Stinky
There is no forgetting. Those who forget the past are doomed to repeat its mistakes.
There are evils done that are so hideous that forgiveness becomes irrelevent. I think what your cousin did is just such an example.
You started this thread off talking about feeding off your anger. You realize what that anger is about. But I will say this, that such an enormous rage, however valid and justified, will only hurt you, physically, mentally and emotionally. I see you as a woman who has a tremendous anger that you use to shield yourself from further hurt, but also to hide fear and shame. I think sometimes the anger frightens you, but I also think the fear is about something else as well.
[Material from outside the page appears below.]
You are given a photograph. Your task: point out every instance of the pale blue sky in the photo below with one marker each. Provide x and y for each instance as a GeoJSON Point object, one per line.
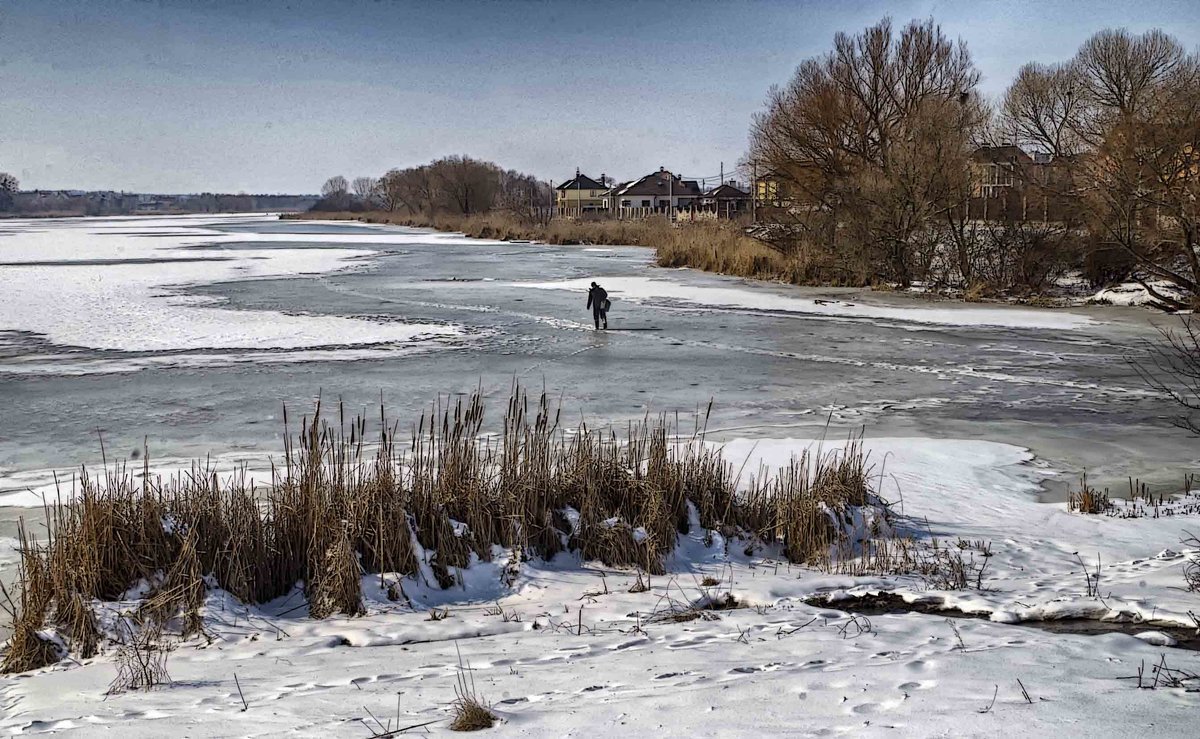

You're an intelligent woman, and you know you must get rid of these negative emotions. You've got a load of shit dumped on you and unfortunately it's your job to clean it up and put it back on the people who dumped it on you. You do that in therapy. I think you are much more intelligent than I am, so I don't see you spending nearly as much time as I did. In therapy, what happened isn't nearly as important as how you feel about it. It's a slow and painful process but gradually you begin to feel the weight lifting. You discover that even though you're the same person, you're different. And the horrors that visited you, don't look different, but how you feel about them is different. Not a lot, but just enough to make a difference.
I haven't forgiven my father. I doubt I ever will. But I did forgive myself. I made peace with myself and my past. I had a dream once where I was standing on a hill surrounded by flames that reached to the sky and there was fire as far as I could see. I understood that was my rage. I'm still angry, but I don't rage. It doesn't consume me. Does that make sense?
But to answer your thread question, there is no such thing as forgiving and forgetting, at least not at the level we're talking about. What there is, is survival and peace.